Ueber das Orakel der Urim und Thumim und über die Frage, ob Urim und Thumim mit dem Brustschild des Hohenpriesters identisch oder von ihm verschieden sey, vgl. Winer, bibl. Realwörterbuch s. v. und noch insbesondere Züllich, Offenbarung Johannis I. 408f. II. 427f. Der christlichen Symbolik kommt es nicht mehr darauf an, ob und wie der Hohepriester im Spiegel der Edelsteine die Verhängnisse des jüdischen Volkes gelesen habe.

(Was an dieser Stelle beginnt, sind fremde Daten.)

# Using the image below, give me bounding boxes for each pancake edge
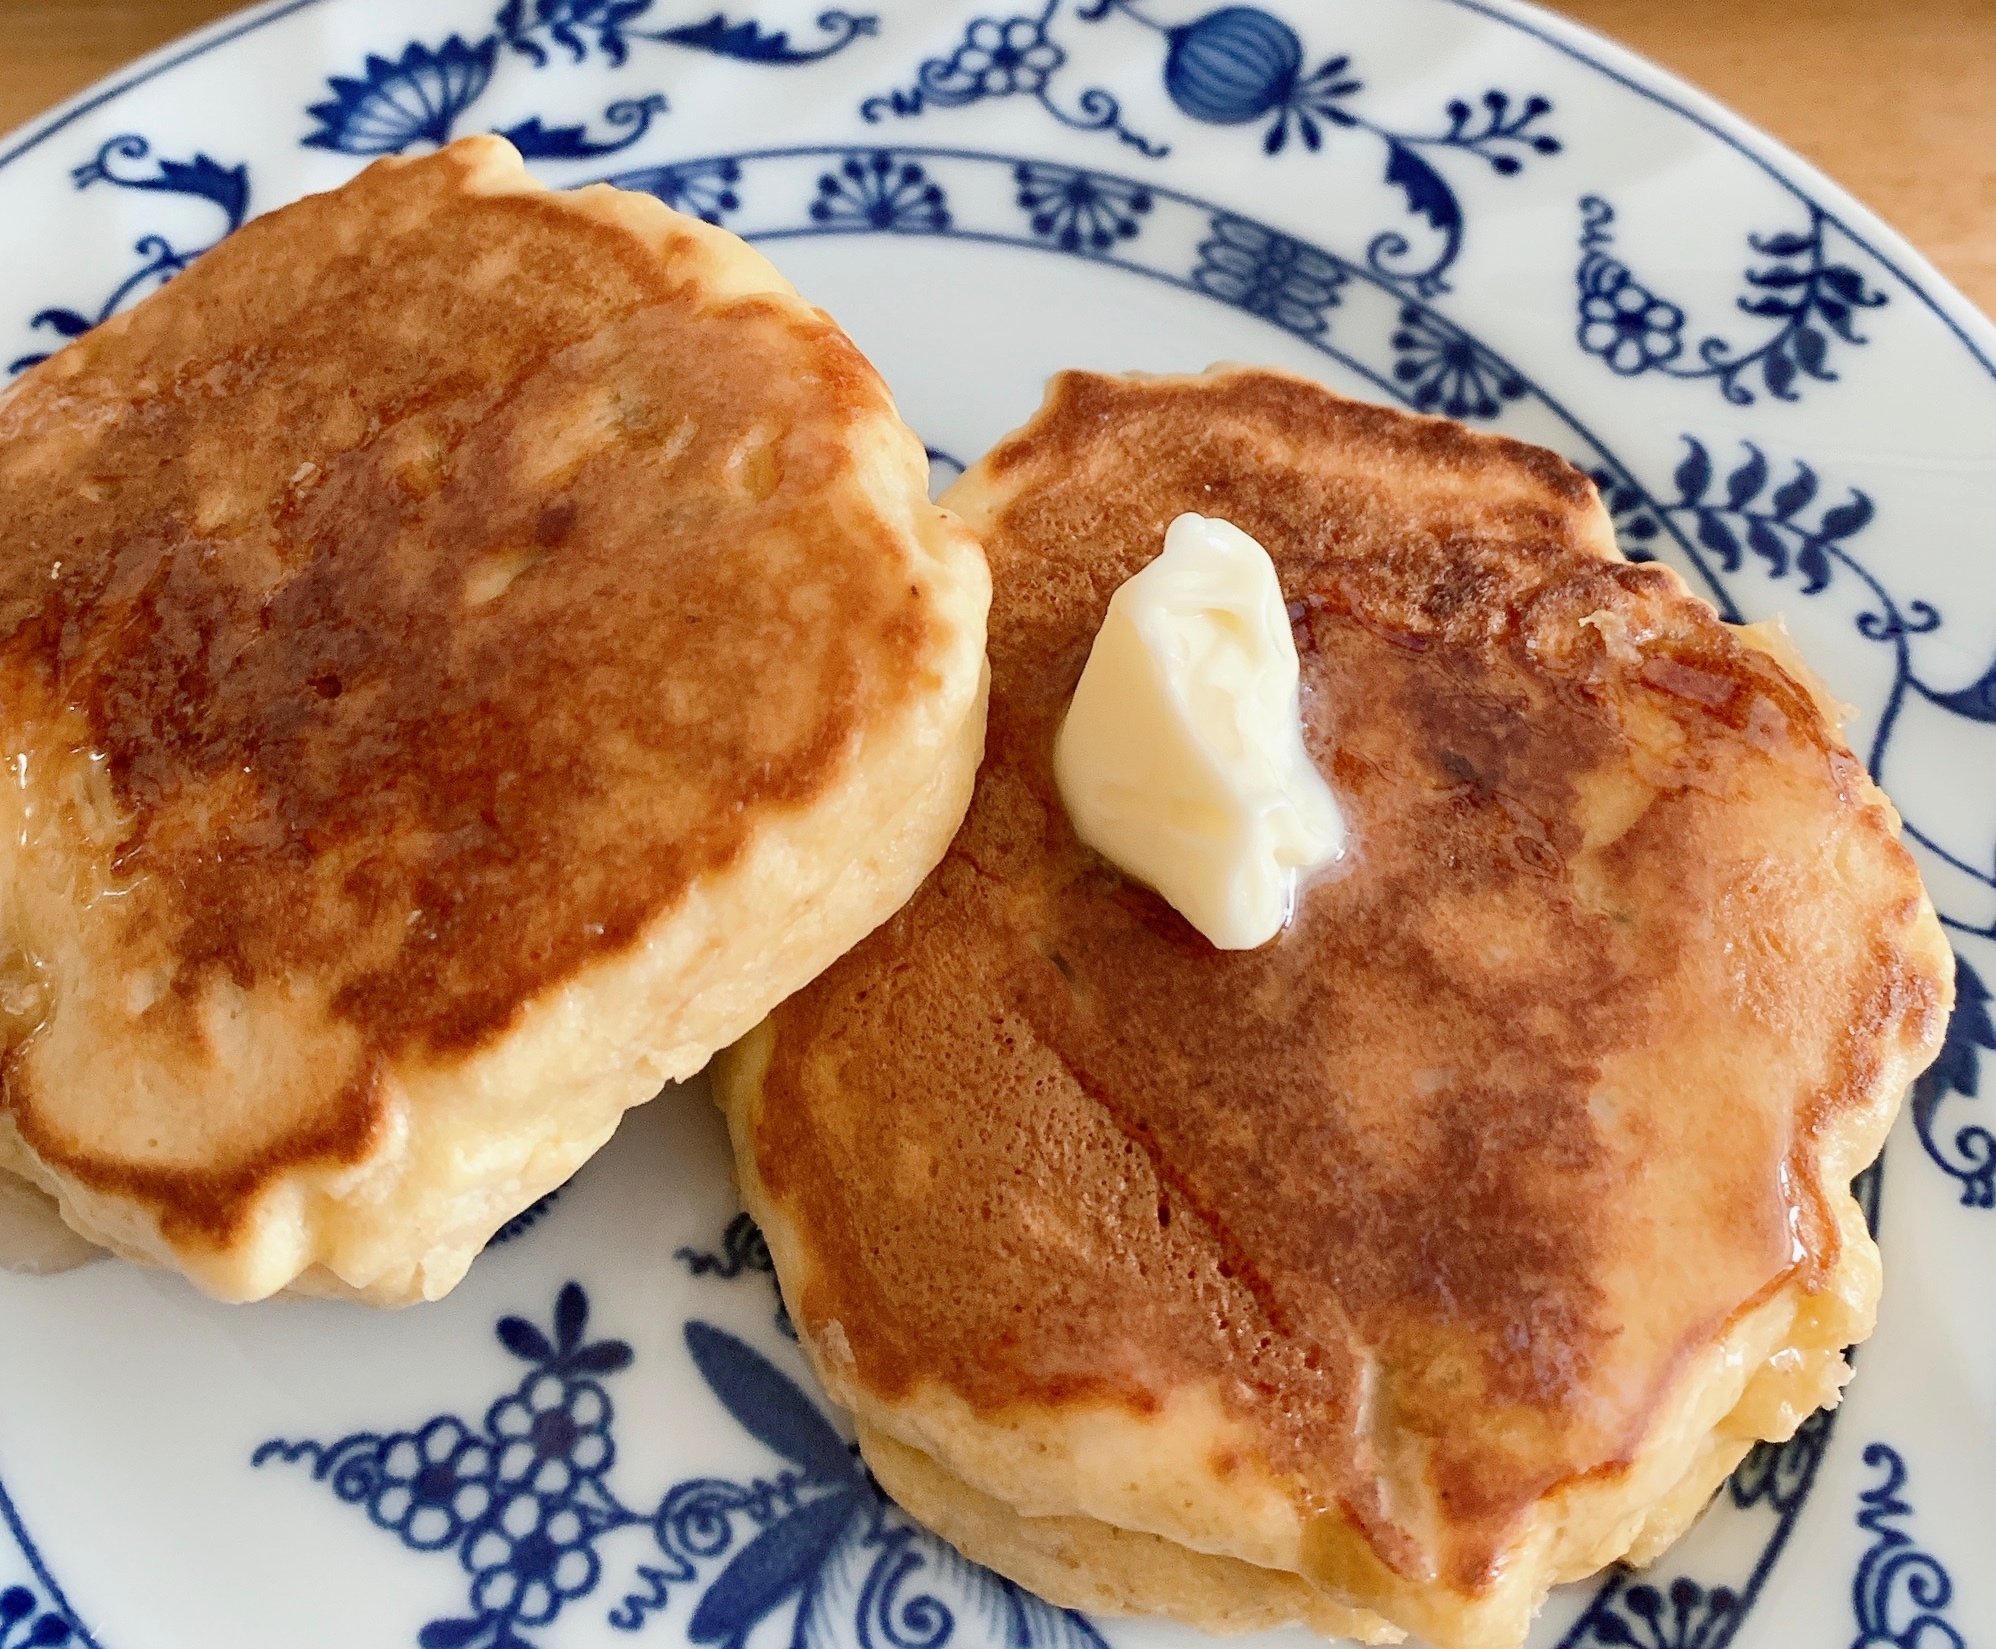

Philo glaubte in den zwölf Edelsteinen die zwölf Himmelszeichen wiederzufinden, und erklärte demnach das Prophezeihen aus denselben auf astrologische Art. Vgl. Züllich I. 443. Das hing mit der Aeonenlehre zusammen. Sofern nun aber das neue Jerusalem nur Sinnbild für den christlichen Himmel überhaupt war, lag es nahe, auch die zwölf Edelsteine mit den himmlischen Heerschaaren zu identificiren, den Engel- und Heiligenchören, die eben so die Bevölkerung des himmlischen Jerusalems bilden sollen, wie die Nachkommen der zwölf Stämme des alten irdischen Jerusalems. Daher in dem altdeutschen Vaterunser des Heinrich von Krolovitz im 19ten Bande der Bibliothek der Nationalliteratur die ausführliche Vergleichung der Edelsteine im neuen Jerusalem mit den einzelnen Heerschaaren des Himmels. Auch hier kommen wieder Abweichungen im Namen der Edelsteine vor. Der Weise bedeutet die Maria, der Kristall die Engel, der Diamant die Erzengel, der Magnet die Patriarchen, der Smaragd die Propheten, der Jaspis die Apostel, der Karfunkel [224] die Evangelisten, der Rubin die Martyrer, der Saphir die Heiligen, der Sardonix die keuschen Jungfrauen, der Chrysopras die frommen Wittwen, der Hyazinth die frommen Eheleute.